How Spain citizenship works for DNV holders
Standard naturalisation requires ten years of legal residence: five on the DNV plus five on long-term residence is the most common path for nomad-visa holders. The Spanish residency clock counts almost any legal status, so DNV holders are never penalised for the route they took in.
The shortcut: Ibero-American nationals qualify after just two years of legal residence. This includes most of Latin America (Argentina, Mexico, Colombia, Chile, Peru, and 13 others), plus the Philippines, Equatorial Guinea, Andorra, and Portugal. It is the fastest path to EU citizenship for those passports, by a wide margin. Sephardic Jews historically had a separate accelerated route, but that programme closed to new applicants in 2019.
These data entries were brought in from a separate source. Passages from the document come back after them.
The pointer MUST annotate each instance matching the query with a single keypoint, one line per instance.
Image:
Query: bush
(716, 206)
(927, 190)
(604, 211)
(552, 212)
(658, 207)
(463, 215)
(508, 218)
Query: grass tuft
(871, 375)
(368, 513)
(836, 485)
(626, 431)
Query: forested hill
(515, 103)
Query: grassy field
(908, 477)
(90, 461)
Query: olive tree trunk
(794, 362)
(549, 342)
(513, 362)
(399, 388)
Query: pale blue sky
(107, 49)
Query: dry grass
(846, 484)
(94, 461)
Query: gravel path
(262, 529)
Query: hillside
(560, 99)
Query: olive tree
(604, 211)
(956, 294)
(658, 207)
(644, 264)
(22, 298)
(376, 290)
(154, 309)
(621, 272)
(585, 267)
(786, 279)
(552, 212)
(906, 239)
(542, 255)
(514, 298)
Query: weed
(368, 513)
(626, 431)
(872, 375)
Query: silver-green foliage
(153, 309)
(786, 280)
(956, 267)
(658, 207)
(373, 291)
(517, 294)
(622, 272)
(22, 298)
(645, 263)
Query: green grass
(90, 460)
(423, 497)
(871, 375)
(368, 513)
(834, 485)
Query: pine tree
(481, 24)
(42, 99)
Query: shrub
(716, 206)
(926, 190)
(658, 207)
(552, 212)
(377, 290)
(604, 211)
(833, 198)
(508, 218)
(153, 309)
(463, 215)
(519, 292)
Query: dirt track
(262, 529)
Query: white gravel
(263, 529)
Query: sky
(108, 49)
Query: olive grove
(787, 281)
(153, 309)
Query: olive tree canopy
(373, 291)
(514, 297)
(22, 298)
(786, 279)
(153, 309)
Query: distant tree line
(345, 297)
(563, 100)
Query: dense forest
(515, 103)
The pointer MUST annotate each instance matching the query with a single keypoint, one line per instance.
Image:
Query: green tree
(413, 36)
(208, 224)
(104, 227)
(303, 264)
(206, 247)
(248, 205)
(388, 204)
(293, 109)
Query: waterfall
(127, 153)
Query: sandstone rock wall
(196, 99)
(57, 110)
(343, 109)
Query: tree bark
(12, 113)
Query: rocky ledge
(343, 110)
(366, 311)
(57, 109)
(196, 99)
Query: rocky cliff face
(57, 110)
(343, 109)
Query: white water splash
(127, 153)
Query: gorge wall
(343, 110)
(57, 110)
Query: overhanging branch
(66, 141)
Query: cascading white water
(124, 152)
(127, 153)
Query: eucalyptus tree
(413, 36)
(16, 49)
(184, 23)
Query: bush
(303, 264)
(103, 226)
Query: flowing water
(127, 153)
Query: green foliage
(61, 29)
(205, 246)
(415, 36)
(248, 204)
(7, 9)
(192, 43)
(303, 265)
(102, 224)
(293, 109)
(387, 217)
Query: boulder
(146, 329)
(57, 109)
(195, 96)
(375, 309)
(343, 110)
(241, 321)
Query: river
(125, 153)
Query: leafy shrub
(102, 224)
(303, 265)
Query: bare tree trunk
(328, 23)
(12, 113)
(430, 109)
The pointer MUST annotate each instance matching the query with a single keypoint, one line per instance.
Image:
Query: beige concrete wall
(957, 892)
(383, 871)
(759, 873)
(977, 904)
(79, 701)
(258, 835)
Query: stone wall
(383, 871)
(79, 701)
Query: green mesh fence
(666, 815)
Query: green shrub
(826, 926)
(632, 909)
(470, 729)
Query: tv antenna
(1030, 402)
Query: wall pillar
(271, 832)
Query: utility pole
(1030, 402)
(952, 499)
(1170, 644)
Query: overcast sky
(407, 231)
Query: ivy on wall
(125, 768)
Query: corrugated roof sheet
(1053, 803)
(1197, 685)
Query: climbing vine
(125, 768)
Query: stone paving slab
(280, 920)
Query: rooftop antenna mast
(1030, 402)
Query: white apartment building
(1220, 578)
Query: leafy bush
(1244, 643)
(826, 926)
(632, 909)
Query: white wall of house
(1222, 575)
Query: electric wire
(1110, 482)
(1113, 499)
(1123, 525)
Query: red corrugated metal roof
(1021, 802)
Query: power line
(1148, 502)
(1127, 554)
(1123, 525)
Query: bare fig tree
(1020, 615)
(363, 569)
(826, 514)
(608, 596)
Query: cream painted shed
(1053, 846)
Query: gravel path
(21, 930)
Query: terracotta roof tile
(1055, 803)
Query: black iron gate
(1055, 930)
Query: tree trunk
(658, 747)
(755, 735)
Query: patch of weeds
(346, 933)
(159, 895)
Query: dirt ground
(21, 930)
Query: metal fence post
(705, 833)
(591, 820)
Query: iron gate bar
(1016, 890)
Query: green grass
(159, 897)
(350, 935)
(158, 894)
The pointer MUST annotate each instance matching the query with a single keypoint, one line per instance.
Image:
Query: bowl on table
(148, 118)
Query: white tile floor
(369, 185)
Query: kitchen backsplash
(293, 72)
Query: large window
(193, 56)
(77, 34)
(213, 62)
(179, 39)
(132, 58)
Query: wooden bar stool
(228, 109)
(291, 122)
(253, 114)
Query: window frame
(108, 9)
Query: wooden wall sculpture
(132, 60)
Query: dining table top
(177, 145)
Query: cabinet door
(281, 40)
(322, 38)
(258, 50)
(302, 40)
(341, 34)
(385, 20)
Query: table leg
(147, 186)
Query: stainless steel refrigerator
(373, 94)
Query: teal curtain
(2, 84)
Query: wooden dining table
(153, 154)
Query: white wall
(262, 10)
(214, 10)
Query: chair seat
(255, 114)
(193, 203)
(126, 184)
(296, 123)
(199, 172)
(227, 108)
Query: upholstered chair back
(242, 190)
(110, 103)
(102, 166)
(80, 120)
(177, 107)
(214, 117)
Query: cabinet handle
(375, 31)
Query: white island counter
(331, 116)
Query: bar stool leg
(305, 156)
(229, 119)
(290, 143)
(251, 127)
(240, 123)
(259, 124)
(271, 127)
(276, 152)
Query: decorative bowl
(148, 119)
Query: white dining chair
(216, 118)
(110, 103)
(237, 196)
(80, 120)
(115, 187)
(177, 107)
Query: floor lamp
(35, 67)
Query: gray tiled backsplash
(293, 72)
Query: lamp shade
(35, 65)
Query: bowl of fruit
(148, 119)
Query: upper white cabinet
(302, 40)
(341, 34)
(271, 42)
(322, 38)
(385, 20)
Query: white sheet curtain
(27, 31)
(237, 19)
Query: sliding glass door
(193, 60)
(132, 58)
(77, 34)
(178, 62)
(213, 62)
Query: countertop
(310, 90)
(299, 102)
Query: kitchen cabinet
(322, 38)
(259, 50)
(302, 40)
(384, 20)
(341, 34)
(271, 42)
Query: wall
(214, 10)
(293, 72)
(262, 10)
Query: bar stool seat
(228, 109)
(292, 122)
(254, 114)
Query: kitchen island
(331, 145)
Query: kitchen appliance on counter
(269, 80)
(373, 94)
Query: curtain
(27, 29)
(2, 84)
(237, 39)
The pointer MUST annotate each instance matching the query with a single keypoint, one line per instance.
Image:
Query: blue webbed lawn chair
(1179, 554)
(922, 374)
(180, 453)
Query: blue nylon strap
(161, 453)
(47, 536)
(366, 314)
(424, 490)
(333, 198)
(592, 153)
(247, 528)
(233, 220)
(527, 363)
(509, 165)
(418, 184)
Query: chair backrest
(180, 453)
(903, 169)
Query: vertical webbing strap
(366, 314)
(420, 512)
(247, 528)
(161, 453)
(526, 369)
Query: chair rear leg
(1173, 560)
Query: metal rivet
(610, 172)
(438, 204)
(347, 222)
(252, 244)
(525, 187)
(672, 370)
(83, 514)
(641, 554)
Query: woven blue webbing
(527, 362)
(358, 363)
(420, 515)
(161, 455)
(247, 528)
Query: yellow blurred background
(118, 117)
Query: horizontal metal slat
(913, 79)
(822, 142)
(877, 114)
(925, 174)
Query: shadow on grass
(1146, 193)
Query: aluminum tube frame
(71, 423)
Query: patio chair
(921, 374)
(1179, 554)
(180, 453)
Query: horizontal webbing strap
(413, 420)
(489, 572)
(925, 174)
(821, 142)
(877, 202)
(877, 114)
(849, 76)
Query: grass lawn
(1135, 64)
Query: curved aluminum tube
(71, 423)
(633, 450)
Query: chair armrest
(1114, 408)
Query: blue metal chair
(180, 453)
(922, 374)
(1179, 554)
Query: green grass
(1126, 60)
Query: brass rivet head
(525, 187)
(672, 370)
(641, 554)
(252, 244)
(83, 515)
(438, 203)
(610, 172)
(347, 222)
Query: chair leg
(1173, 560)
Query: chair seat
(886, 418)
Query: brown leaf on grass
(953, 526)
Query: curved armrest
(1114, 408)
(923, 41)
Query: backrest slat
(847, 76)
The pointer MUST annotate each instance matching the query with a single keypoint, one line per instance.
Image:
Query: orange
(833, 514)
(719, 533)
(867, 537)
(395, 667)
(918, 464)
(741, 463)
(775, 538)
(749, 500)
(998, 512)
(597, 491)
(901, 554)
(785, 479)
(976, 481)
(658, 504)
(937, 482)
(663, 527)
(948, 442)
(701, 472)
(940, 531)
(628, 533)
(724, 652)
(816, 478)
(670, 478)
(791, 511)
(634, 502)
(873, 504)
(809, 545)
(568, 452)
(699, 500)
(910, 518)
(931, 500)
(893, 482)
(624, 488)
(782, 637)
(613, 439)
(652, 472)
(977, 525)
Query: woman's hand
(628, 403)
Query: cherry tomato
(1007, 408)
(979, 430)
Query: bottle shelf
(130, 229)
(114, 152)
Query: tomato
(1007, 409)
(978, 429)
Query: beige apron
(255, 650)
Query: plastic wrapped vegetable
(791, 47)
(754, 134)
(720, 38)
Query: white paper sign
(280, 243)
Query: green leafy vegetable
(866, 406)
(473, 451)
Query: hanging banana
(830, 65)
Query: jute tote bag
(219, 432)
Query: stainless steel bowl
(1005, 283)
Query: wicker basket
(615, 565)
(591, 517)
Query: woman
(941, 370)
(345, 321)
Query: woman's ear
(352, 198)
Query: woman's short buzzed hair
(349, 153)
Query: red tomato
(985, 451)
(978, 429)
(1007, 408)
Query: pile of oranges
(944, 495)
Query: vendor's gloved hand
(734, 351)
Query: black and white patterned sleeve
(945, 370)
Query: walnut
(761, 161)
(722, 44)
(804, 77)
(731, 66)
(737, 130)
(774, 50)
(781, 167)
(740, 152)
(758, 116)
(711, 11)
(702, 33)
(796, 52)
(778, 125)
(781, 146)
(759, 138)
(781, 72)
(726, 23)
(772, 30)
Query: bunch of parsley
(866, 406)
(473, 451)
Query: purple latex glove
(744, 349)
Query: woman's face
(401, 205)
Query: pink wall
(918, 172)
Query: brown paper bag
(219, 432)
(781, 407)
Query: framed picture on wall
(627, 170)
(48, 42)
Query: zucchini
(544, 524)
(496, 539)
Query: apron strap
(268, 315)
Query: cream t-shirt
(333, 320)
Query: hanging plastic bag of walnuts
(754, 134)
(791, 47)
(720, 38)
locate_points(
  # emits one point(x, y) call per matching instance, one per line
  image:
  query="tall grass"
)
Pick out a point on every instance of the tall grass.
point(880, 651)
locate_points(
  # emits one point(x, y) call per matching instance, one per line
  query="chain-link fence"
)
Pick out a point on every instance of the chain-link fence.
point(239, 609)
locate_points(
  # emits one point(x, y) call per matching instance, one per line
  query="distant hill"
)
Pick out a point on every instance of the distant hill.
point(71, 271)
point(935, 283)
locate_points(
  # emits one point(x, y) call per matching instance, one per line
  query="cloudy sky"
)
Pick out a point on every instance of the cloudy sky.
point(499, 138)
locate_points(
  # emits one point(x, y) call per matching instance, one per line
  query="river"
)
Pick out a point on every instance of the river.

Two exams are mandatory: the DELE A2 Spanish language certificate, and the CCSE (Conocimientos Constitucionales y Socioculturales de España) cultural and constitutional exam. Both are run by the Instituto Cervantes.
Spain generally does not permit dual citizenship with non-Ibero-American countries, so American, British, Canadian, and most other applicants are formally required to renounce. Enforcement is largely nominal: Spain doesn't notify origin countries of the renunciation, and most applicants retain their original passport in practice. This is widely understood but legally unsettled, and worth discussing with an immigration lawyer before proceeding.